One more thing about the theory of holes. As i said, the holes get produced when you're a child. When you're a baby, you have no holes, you're complete when you are born. As you grow up, because of your interactions with your environment and certain difficulties your encounter, you get cut off from certain parts of yourself at different times. Every time you get cut off from a certain part of you, a hole manifests. the holes then become full with the memory of the loss and the issues around the loss. after a while, you just fill in the holes. what you fill the holes with are the false feelings, ideas, beliefs about yourself, strategies for dealing with your environment. These fillers are collectively called the personality--the false personality, or what we call the false pearl.

So the false personality, as you see, is a result of losses of parts of the self. but after a time, we think that is who we are. everybody thinks thats who they are, the fillers. the false personality is trying to take the place of the real thing. Thats why we do a lot of work here on understanding our personalities. our work leads to studying the history of the development of our false personality until we are finally able to experience the memory of the situation in which the particular hole formed. in this way you can regain your essence, part by part, until your complete.

As you see, I'm saying these things in a very general way. We can be much more specific. We can look at each quality, see when it is lost, and what results. Sometimes combinations of qualities get lost. for instance you might lose your strength, you will, and your love, and these would be a composite hole. so a whole psychological perspective can be built around this understanding--the psychology of holes which is the psychology of the personality, of the false pearl.

the false personality is mechanical in the sense that, after you lose an essential quality of yourself and there is a hole, your personality automatically tries to fill it with false qualities from the outside. then that part of your false personality is formed. the actions of the personality are two pronged. one prong is always attempting to avoid the hole, to avoid pain, and to experience pleasure. this is automatic. and the other prong of the personality is always attempting to fill the hole as soon as something happens to expose it. this is also automatic. we need to observe ourselves closely. most people are so identified with their attempt to fill the holes that they don't think its possible not to do it.
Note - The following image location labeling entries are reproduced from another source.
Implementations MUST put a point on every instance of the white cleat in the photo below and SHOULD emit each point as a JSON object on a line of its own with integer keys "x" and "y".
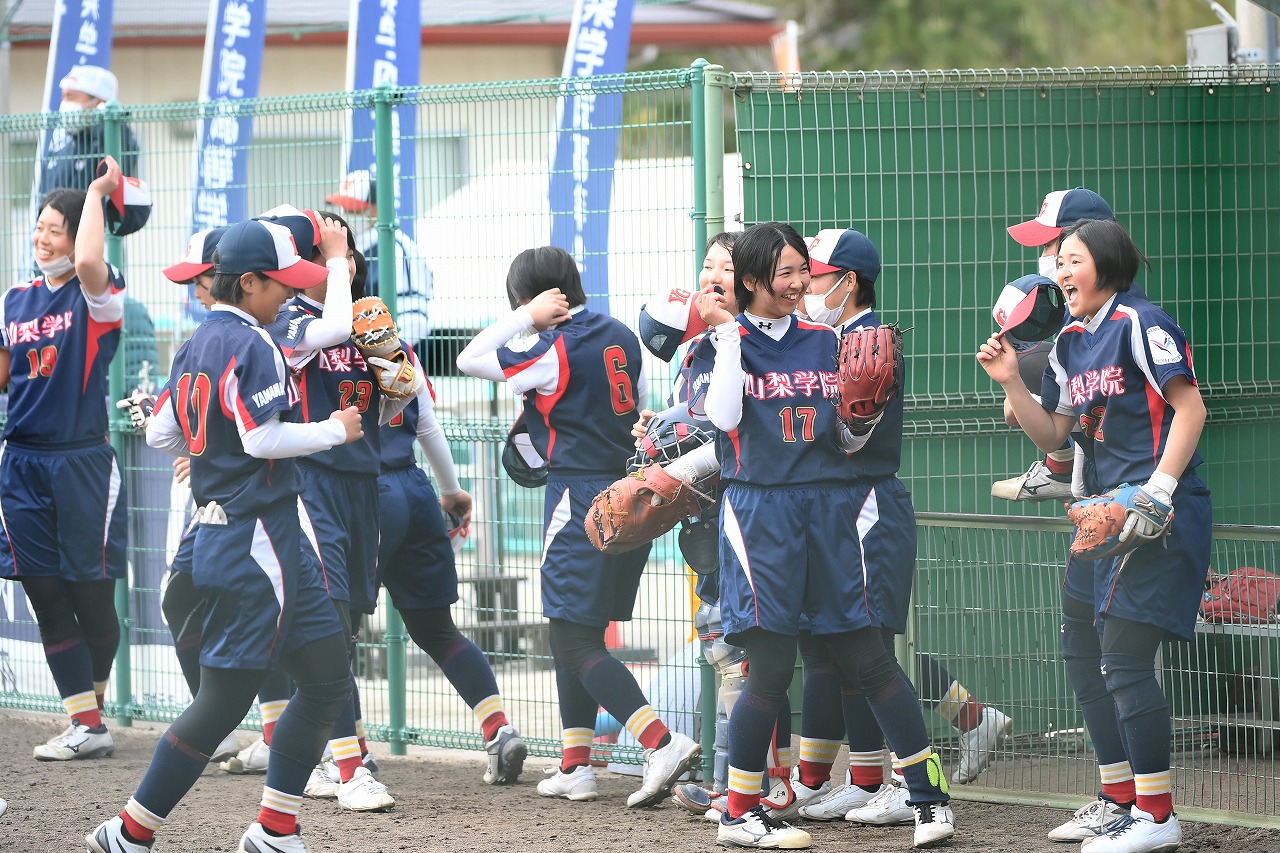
{"x": 250, "y": 760}
{"x": 362, "y": 793}
{"x": 978, "y": 746}
{"x": 663, "y": 767}
{"x": 74, "y": 743}
{"x": 577, "y": 784}
{"x": 324, "y": 780}
{"x": 1087, "y": 822}
{"x": 886, "y": 808}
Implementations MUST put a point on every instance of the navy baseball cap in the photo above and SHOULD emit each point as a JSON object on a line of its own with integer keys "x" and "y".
{"x": 199, "y": 258}
{"x": 1061, "y": 208}
{"x": 1029, "y": 310}
{"x": 835, "y": 250}
{"x": 266, "y": 247}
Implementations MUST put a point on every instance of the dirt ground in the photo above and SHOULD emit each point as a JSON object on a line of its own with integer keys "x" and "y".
{"x": 443, "y": 804}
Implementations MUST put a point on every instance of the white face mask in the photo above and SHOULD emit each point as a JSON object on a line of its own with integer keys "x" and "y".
{"x": 58, "y": 267}
{"x": 816, "y": 308}
{"x": 1048, "y": 267}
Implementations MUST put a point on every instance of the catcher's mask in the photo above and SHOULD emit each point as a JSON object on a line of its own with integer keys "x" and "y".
{"x": 1029, "y": 310}
{"x": 524, "y": 464}
{"x": 670, "y": 434}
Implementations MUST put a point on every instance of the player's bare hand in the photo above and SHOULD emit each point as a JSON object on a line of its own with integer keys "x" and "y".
{"x": 458, "y": 506}
{"x": 712, "y": 308}
{"x": 548, "y": 309}
{"x": 641, "y": 425}
{"x": 999, "y": 360}
{"x": 333, "y": 238}
{"x": 109, "y": 178}
{"x": 350, "y": 420}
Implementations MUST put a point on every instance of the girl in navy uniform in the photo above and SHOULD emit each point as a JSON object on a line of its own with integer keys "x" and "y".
{"x": 1120, "y": 375}
{"x": 766, "y": 379}
{"x": 62, "y": 498}
{"x": 229, "y": 405}
{"x": 581, "y": 378}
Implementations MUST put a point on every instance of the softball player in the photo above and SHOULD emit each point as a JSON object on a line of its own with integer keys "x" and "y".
{"x": 339, "y": 495}
{"x": 581, "y": 377}
{"x": 1120, "y": 375}
{"x": 416, "y": 564}
{"x": 229, "y": 405}
{"x": 62, "y": 498}
{"x": 764, "y": 379}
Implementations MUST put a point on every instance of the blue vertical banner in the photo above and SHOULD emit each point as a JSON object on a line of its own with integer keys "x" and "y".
{"x": 384, "y": 49}
{"x": 81, "y": 36}
{"x": 232, "y": 72}
{"x": 581, "y": 183}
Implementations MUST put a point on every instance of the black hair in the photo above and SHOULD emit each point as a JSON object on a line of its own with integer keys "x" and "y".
{"x": 68, "y": 203}
{"x": 225, "y": 287}
{"x": 1115, "y": 256}
{"x": 536, "y": 270}
{"x": 757, "y": 252}
{"x": 359, "y": 282}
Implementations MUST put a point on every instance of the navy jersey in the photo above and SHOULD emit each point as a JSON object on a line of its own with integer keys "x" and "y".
{"x": 231, "y": 370}
{"x": 1110, "y": 375}
{"x": 58, "y": 363}
{"x": 882, "y": 455}
{"x": 789, "y": 429}
{"x": 330, "y": 379}
{"x": 584, "y": 427}
{"x": 400, "y": 436}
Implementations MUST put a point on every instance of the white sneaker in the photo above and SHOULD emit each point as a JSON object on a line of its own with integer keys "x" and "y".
{"x": 507, "y": 753}
{"x": 935, "y": 822}
{"x": 324, "y": 780}
{"x": 886, "y": 808}
{"x": 259, "y": 840}
{"x": 1137, "y": 833}
{"x": 757, "y": 829}
{"x": 1037, "y": 484}
{"x": 577, "y": 784}
{"x": 794, "y": 790}
{"x": 76, "y": 742}
{"x": 362, "y": 793}
{"x": 1087, "y": 822}
{"x": 109, "y": 838}
{"x": 225, "y": 749}
{"x": 837, "y": 802}
{"x": 250, "y": 760}
{"x": 663, "y": 769}
{"x": 978, "y": 746}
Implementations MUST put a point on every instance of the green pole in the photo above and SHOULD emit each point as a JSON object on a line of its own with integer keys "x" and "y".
{"x": 118, "y": 425}
{"x": 388, "y": 267}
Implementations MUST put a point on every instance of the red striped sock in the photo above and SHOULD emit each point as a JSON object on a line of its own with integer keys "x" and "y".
{"x": 278, "y": 822}
{"x": 492, "y": 724}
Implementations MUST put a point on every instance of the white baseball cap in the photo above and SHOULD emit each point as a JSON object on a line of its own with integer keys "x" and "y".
{"x": 91, "y": 80}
A person who is trying to get someone to love them doesn't know there is an alternative. he thinks thats the best thing to do, and cant imagine anything else. most people never questions these things. its so mechanical, they say that the way they are, that is reality, thats how things are. when your feeling low, get somebody to praise you. what else can you do? if your feeling unlovable, find somebody who likes you. people,e usually identify with these patterns so completely that there is no chance of change. to begin to work on such a pattern, first you need to observe it happening over and over, and to see that it doesn't work, really. people generally don't come to work here until they have begun to see that their way doesn't work. otherwise, they don't come. they believe in their strategies so completely that they think if they just get better at it and do it a few more years, it will work. maybe they haven't found the right person, or they haven't found the right situation yet. if they just make a little more money, things will work out.

it takes a long time for people to understand this, that trying to fill the hole doesn't work. even as your listening to me now, your trying to fill holes through some understanding. some of you are already believing that the words I'm saying are going to fill the holes. "If I just know what the story is, then things should be better." What I'm saying is effective if your starting to feel your holes, which means if your starting to feel your emptiness. if your filling it with words or ideas, your just filling it again. I think this perspective helps us to see an overall view of society. The hole is taking over! Most of the work of our society is attempting to fill holes in people.